在 Linux 中程序发生了段错误(Segmentation Fault)等异常,内核通过保存现场信息到 core dump 文件来帮助开发人员调试程序问题。
Enable core dump
Node
template/delete_core_dump_file.sh
#!/usr/bin/env bash
##
# core dump文件删除条件:
# 文件名以'core'为前缀 and (文件创建时间30天以前 or 文件大小超过20G)
##
#set -x
set -euo pipefail
core_dump_dirs=("{{dir_core_dump}}" "/tmp/core")
for work_dir in ${core_dump_dirs[@]}
do
if [ ! -d $work_dir ]; then continue; fi
cd $work_dir
echo "Work directory: $(pwd)"
echo "delete core dump file 30 days ago"
find -mtime +30 -type f -name "core*"
find -mtime +30 -type f -name "core*" | xargs sudo rm -f
echo "delete core dump file greater than 20G"

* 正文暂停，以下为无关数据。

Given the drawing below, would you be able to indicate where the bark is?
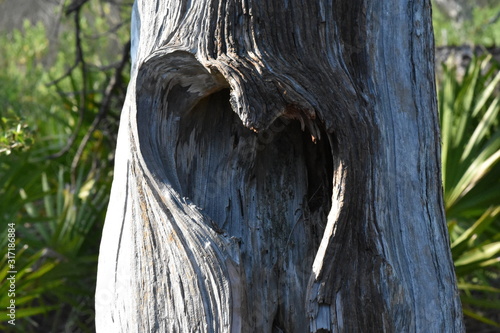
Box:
[96,0,463,332]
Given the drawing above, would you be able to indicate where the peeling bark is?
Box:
[96,0,463,332]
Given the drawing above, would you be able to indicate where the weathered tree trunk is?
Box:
[96,0,463,332]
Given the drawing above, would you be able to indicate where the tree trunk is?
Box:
[96,0,463,332]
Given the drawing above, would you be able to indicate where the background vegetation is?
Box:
[0,0,500,332]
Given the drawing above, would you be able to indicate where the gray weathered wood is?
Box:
[96,0,463,332]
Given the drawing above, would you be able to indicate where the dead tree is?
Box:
[96,0,463,332]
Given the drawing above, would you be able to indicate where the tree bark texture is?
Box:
[96,0,463,332]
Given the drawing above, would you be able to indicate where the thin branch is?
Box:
[47,7,87,159]
[71,40,130,173]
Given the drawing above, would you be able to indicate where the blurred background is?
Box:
[0,0,500,332]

find -size +20G -name "core*"
find -size +20G -name "core*" | xargs sudo rm -f
done
enable_core_dump_node.yaml
- name: Enable core dump in node
hosts: debug
vars:
dir_core_dump: '/tmp/core'
tasks:
- name: Modify soft core in /etc/security/limits.conf
lineinfile:
path: '/etc/security/limits.conf'
regexp: '\*.*soft.*core.*'
line: '* soft core unlimited'
become: true
- name: Modify hard core in /etc/security/limits.conf
lineinfile:
path: '/etc/security/limits.conf'
regexp: '\*.*hard.*core.*'
line: '* hard core unlimited'
become: true
- name: Create directory for core dump file
file:
path: '{{item}}'
state: directory
with_items:
- '{{dir_core_dump}}'
- name: Append kernel.core_pattern to /etc/sysctl.conf
lineinfile:
path: '/etc/sysctl.conf'
insertafter: EOF
line: '{{item}}'
become: true
with_items:
- '# coredump文件格式'
- 'kernel.core_pattern = {{dir_core_dump}}/core.%h.%e.%p.%t'
- name: Make sysctl.conf effect
shell: sysctl -p
become: true
- name: Transport script to {{dir_core_dump}}
template:
src: template/{{item}}
dest: "{{dir_core_dump}}/"
mode: "0755"
with_items:
- delete_core_dump_file.sh
- name: Add a cronjob to delete coredump file
cron:
name: Delete Core Dump Files
minute: '*/13'
job: '{{dir_core_dump}}/delete_core_dump_file.sh'
Docker
enable_core_dump_docker.yaml
- name: Enable core dump in node
hosts: debug
serial: 1
tasks:
- name: Modify default-ulimits.core.Hard/Soft in /etc/docker/daemon.json
replace:
path: /etc/docker/daemon.json
regexp: '{{item.key}}'
replace: '{{item.value}}'
become: true
with_items:
- {key: '"Hard": 0', value: '"Hard": -1'}
- {key: '"Soft": 0', value: '"Soft": -1'}
- name: reload docker service
systemd:
state: reloaded
name: docker
become: true
- name: restart docker service
systemd:
state: restarted
name: docker
become: true
- name: Check whether docker has been restarted
shell: |
if systemctl status docker | grep active > /dev/null;then
echo "success"
else
echo "failed"
fi
register: docker_state
failed_when: docker_state.stdout == "failed"
Install
# create scripts
mkdir -pv template
vim template/delete_core_dump_file.sh
vim enable_core_dump_node.yaml
vim enable_core_dump_docker.yaml
# config
ansible debug --list
ansible-playbook enable_core_dump_node.yaml -e "dir_core_dump=/data01/cores"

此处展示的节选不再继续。